The legal system of the Republic of Slovenia has been largely formed during the period of the so-called transition. In the specific context of Slovenia, transition is used to describe a set of processes pertaining to the reintroduction of capitalism and secession from the Socialist Federal Republic of Yugoslavia. During that period, the judiciary had never been abolished but continued to perform typical judicial functions and could therefore influence certain transitional processes.
One of the crucial differences between the legal system of the ex-SFRY and that of The Republic of Slovenia is the conception of property. The prevailing mode of property relations was social ownership, which is not just a special form of a property right but presupposes a specific economic system. During the transition period the social ownership was gradually abolished. To a certain extent this had happened already due to the property laws reform in SFRY, but it was finalized by Slovenia's own privatization legislation.

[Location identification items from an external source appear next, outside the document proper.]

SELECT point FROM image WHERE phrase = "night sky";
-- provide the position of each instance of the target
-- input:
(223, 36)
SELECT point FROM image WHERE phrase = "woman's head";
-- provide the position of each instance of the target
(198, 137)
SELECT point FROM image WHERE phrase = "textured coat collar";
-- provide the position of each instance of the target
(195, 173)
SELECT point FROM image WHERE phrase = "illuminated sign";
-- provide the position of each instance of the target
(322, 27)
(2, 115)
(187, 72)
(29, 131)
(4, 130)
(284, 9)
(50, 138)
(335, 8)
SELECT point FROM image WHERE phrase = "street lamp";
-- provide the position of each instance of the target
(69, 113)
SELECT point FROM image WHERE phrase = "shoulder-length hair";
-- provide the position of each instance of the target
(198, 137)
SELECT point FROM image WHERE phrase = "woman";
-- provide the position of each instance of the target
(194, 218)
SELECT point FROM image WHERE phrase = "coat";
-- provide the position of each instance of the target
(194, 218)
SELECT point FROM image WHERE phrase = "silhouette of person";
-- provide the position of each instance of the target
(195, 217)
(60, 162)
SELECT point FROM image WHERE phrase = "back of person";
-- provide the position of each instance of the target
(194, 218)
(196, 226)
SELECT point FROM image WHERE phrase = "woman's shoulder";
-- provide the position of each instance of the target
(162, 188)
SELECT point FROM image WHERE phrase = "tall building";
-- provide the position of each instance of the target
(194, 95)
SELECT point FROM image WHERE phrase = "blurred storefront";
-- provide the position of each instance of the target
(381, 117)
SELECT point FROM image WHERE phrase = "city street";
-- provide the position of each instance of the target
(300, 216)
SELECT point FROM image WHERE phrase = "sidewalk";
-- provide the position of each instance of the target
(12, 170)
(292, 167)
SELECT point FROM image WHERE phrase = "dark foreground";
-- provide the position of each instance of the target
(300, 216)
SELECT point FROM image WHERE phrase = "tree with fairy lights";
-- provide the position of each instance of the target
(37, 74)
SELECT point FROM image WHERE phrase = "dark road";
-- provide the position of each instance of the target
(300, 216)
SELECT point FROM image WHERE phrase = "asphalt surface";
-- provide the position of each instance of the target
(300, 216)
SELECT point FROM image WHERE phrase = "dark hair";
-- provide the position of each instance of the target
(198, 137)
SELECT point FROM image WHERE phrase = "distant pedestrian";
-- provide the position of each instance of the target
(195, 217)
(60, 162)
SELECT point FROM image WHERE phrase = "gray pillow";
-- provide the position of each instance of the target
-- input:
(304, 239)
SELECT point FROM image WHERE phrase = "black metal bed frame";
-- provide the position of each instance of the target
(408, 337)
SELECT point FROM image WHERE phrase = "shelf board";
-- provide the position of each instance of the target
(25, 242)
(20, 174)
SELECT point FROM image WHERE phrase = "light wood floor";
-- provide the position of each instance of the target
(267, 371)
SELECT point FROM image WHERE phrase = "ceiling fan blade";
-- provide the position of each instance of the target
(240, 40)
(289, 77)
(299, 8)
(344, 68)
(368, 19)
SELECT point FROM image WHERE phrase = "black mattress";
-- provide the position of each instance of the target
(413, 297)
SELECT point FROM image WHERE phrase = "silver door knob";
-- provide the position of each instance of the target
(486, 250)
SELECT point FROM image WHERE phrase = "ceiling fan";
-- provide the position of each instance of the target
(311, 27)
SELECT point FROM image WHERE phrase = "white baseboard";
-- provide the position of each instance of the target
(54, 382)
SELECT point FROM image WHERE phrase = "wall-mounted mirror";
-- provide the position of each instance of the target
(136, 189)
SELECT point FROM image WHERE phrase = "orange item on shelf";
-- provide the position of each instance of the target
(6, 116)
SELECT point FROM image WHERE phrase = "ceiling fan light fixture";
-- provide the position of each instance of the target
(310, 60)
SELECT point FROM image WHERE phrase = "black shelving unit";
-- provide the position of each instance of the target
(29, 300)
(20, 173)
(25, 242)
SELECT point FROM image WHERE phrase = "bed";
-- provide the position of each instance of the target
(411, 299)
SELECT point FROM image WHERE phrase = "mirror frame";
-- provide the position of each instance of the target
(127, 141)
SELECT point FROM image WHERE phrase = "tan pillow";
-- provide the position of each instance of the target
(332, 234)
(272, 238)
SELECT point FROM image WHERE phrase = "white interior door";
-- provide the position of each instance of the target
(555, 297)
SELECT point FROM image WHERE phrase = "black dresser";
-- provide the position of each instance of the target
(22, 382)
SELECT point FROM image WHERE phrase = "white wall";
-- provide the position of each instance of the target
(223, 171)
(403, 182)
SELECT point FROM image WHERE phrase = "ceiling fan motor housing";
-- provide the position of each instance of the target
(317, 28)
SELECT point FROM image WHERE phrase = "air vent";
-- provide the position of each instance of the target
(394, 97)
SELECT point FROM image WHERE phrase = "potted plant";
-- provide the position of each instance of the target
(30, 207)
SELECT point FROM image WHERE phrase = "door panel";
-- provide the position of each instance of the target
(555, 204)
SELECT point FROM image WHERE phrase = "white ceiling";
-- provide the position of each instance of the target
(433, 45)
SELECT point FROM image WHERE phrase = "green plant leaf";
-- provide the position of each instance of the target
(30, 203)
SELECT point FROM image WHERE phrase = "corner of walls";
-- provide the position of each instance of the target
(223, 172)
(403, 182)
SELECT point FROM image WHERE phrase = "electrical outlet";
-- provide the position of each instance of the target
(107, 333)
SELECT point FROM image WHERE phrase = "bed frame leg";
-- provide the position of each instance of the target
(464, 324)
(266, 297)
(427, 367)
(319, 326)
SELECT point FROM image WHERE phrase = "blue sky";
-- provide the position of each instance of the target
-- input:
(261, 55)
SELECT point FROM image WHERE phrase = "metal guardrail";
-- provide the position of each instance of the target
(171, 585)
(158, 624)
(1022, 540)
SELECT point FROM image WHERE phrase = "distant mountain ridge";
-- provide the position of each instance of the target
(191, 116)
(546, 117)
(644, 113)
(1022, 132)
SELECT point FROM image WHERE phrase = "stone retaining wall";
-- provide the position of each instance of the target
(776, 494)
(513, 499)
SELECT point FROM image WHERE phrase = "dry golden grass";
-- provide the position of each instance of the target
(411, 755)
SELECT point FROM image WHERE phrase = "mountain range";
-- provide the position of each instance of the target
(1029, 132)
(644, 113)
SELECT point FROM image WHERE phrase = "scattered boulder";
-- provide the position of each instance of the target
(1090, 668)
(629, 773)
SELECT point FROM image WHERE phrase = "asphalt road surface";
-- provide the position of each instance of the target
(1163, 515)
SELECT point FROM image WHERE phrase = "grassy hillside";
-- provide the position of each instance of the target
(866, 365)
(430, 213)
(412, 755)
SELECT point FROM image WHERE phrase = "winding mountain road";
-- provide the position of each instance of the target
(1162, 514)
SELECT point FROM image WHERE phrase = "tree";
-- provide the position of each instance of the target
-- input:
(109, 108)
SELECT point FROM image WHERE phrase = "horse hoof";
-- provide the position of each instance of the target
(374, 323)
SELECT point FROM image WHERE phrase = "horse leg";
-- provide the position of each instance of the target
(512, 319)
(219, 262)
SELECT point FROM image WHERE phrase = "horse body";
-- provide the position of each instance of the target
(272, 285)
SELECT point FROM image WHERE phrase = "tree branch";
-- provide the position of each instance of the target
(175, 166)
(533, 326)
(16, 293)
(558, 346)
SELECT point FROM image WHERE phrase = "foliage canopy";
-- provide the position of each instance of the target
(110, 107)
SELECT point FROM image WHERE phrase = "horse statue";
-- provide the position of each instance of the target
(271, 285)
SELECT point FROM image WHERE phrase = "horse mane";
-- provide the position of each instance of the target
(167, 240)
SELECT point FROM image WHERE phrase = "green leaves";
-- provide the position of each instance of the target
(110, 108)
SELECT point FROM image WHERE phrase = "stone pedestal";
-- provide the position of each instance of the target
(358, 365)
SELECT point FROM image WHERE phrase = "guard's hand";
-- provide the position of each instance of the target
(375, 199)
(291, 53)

One of the first challenges the judiciary in the independent Slovenia faced were cases pertaining to the audit of damages to socially-owned property, a special legal institute which was ushered in because of the changed behaviour of economic subjects after the property reforms in the late 1980s. The judiciary had influenced the process of the transformation of property relations by adjudicating on cases of the damages to socially-owned property. However, the court’s decisions were not formed in a vacuum, but were limited by legislation, socio-political circumstances, and other actors in the legal sphere.